The neuropsychiatrist John C. Lilly created the first flotation tank in 1954 to test the hypothesis that the brain could not only function without external stimuli but would also enter a relaxed state conducive to meditation and enhanced creativity. After using the tank himself, he found this to be the case, but flotation only entered the public consciousness on a larger scale in the late 1970s, when two scientists expanded on Lilly's ideas to create Restricted Environmental Stimulation Therapy (REST). Such sessions in the tank usually last an hour, the last 20 minutes of which are marked by a shift in brainwave patterns. The beta waves that mark the typical waking mental state change to theta waves, indicative of deep relaxation. Many tank users find the experience extremely refreshing albeit initially frightening, and REST claims to treat many physiological and psychological conditions, including anxiety, depression, pain, insomnia, and even jet lag.

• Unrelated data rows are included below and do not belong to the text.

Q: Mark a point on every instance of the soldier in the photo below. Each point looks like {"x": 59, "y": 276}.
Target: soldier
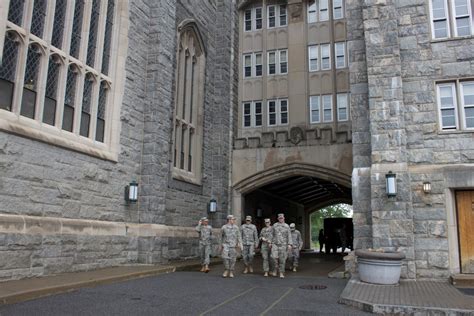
{"x": 266, "y": 236}
{"x": 297, "y": 245}
{"x": 231, "y": 239}
{"x": 249, "y": 242}
{"x": 281, "y": 244}
{"x": 205, "y": 235}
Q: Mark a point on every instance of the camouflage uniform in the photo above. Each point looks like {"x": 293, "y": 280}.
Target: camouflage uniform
{"x": 297, "y": 245}
{"x": 205, "y": 235}
{"x": 249, "y": 242}
{"x": 266, "y": 236}
{"x": 231, "y": 239}
{"x": 280, "y": 243}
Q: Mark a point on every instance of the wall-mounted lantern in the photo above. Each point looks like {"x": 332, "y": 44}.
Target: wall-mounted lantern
{"x": 131, "y": 192}
{"x": 391, "y": 184}
{"x": 212, "y": 206}
{"x": 427, "y": 187}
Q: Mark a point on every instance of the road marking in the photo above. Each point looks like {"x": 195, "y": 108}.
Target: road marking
{"x": 227, "y": 301}
{"x": 276, "y": 302}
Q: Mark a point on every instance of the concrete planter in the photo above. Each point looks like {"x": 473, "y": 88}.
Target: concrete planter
{"x": 379, "y": 267}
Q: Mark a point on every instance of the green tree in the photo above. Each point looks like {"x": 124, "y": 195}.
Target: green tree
{"x": 317, "y": 218}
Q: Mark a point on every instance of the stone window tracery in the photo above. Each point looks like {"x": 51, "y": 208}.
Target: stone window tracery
{"x": 189, "y": 97}
{"x": 55, "y": 71}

Flotation tanks perhaps enjoyed their biggest boost with the 1980 release of the film "Altered States," based on a novel by Paddy Chayevsky. Starring William Hurt as a zealous psychological researcher, the film opens with a shot of Hurt floating in a tank, electrodes attached to his head. In one particularly dramatic scene, he regresses to a primitive state after ingesting hallucinogenic substances in the tank, then breaks out of the lab to feast on a sheep in a nearby zoo. Although this scene is clearly science-fiction, it is based on a real experience that Lilly had while floating, when one of his colleagues outside the tank began having an intense drug reaction and commenced screaming and jumping up and down. When Lilly later asked him what had happened, the scientist replied that he had "become" a pre-hominid man trapped in a tree by a leopard!

The flotation tank is very much a product of its time: in the 1950s and '60s, scientists increasingly began exploring altered states of consciousness, often by implementing the hallucinogens that were still legal in the United States (LSD and psilocybin were outlawed in 1968, mescaline in 1970). Lilly himself claimed to have had powerful, life-altering experiences while taking LSD in the tank. However, flotation therapy today has repositioned itself as an "alternative" practice most commonly found in spas rather than in murky laboratory basements. While some people become claustrophobic in the tank, many relish the opportunity to block the constant flow of external stimuli that bombards them and to enjoy their own altered state, floating as weightlessly as an astronaut in space.